In a Roman Mood is darker and more oblique than Figure 14, showcasing the band’s growing lyrical complexity regarding human beings and what they expect from each other. Again their nervous rhythms — over an entire LP — don’t produce anything outstanding. Human Sexual Response makes background music for difficult relationships.

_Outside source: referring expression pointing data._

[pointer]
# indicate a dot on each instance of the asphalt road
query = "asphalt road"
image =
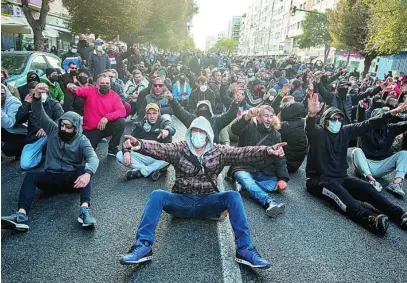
(311, 242)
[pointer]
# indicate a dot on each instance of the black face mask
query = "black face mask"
(65, 136)
(53, 78)
(104, 89)
(83, 80)
(204, 113)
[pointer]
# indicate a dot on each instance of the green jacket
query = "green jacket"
(54, 90)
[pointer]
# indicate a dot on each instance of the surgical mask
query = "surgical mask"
(334, 126)
(198, 140)
(44, 97)
(104, 89)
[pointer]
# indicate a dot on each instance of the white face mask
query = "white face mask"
(44, 97)
(198, 140)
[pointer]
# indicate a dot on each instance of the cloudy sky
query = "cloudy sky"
(214, 16)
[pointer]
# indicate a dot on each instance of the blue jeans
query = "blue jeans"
(257, 184)
(194, 206)
(32, 154)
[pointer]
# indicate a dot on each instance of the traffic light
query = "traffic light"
(292, 10)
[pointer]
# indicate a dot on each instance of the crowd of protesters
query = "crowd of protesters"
(276, 114)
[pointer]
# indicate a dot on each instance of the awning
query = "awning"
(15, 25)
(50, 32)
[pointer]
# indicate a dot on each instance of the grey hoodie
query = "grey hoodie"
(62, 157)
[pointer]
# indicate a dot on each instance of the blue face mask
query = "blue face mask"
(198, 140)
(334, 126)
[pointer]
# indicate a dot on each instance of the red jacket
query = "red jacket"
(97, 106)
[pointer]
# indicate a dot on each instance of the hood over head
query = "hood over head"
(75, 119)
(328, 114)
(204, 125)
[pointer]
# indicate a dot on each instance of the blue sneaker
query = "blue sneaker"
(85, 218)
(17, 221)
(251, 257)
(137, 254)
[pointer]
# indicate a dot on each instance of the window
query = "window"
(39, 63)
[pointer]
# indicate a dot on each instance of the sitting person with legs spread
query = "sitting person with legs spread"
(63, 171)
(155, 127)
(375, 157)
(197, 162)
(103, 114)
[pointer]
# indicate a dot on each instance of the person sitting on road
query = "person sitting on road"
(181, 90)
(327, 166)
(13, 134)
(63, 170)
(204, 109)
(375, 157)
(36, 140)
(202, 92)
(259, 179)
(155, 127)
(158, 97)
(103, 113)
(51, 81)
(197, 162)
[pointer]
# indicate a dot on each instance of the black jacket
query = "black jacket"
(249, 135)
(292, 132)
(24, 114)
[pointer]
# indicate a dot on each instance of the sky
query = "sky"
(214, 16)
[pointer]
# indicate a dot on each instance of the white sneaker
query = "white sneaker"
(376, 185)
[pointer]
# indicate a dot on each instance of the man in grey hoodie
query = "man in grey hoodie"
(63, 170)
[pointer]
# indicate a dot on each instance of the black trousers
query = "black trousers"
(345, 193)
(13, 143)
(114, 129)
(52, 183)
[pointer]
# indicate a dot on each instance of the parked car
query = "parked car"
(19, 63)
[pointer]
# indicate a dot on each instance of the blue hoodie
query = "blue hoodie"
(8, 114)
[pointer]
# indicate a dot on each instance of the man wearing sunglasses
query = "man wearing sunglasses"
(63, 171)
(327, 166)
(157, 96)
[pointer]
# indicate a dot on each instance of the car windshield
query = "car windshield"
(14, 63)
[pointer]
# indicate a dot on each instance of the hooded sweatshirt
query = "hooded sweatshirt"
(8, 114)
(328, 152)
(198, 174)
(62, 157)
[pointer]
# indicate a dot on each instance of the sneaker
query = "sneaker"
(403, 223)
(251, 258)
(376, 185)
(379, 223)
(85, 218)
(133, 174)
(17, 221)
(137, 254)
(156, 175)
(238, 187)
(113, 152)
(396, 189)
(275, 209)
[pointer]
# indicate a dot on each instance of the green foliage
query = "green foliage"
(387, 27)
(315, 31)
(225, 45)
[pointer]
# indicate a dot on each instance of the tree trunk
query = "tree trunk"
(368, 62)
(38, 39)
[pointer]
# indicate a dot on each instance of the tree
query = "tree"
(37, 25)
(387, 26)
(224, 45)
(106, 18)
(315, 33)
(348, 25)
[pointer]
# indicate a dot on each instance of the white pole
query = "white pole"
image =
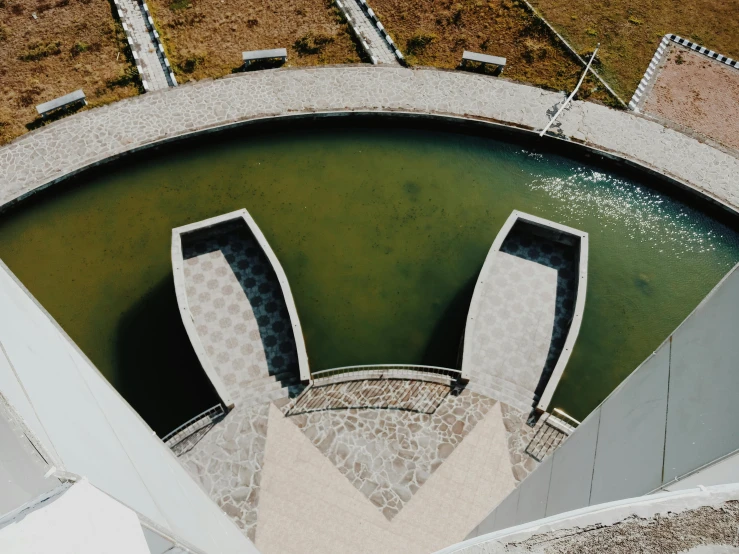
(573, 92)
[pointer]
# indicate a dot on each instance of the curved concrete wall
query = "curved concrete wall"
(92, 137)
(673, 416)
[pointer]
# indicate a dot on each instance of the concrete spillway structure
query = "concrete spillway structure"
(526, 311)
(238, 309)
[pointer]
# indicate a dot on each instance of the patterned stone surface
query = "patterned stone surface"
(396, 394)
(510, 336)
(389, 454)
(89, 137)
(227, 463)
(149, 62)
(563, 259)
(239, 312)
(368, 32)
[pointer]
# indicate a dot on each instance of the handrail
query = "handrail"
(211, 414)
(410, 370)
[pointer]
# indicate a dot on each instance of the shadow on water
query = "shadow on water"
(157, 370)
(444, 347)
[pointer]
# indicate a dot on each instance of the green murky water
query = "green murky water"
(381, 233)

The band broke up in 1982 and spawned several offshoots; a reunion show took place on Halloween 1984. Although the Zulus contains three HSR alumni, the quartet dispenses with the jokes on its long-playing Bob Mould-produced debut. Unfortunately, it didn’t also dispense with Larry Bangor, an insufferable singer with an unpleasant voice and a predilection for theatrical posturing. Rich Gilbert’s clever guitar moves range from loudly melodic rock to disjointed intricacy, but he only contributes to the album’s pointless profusion of personalities. Drummer Malcolm Travis later joined Mould in forming Sugar.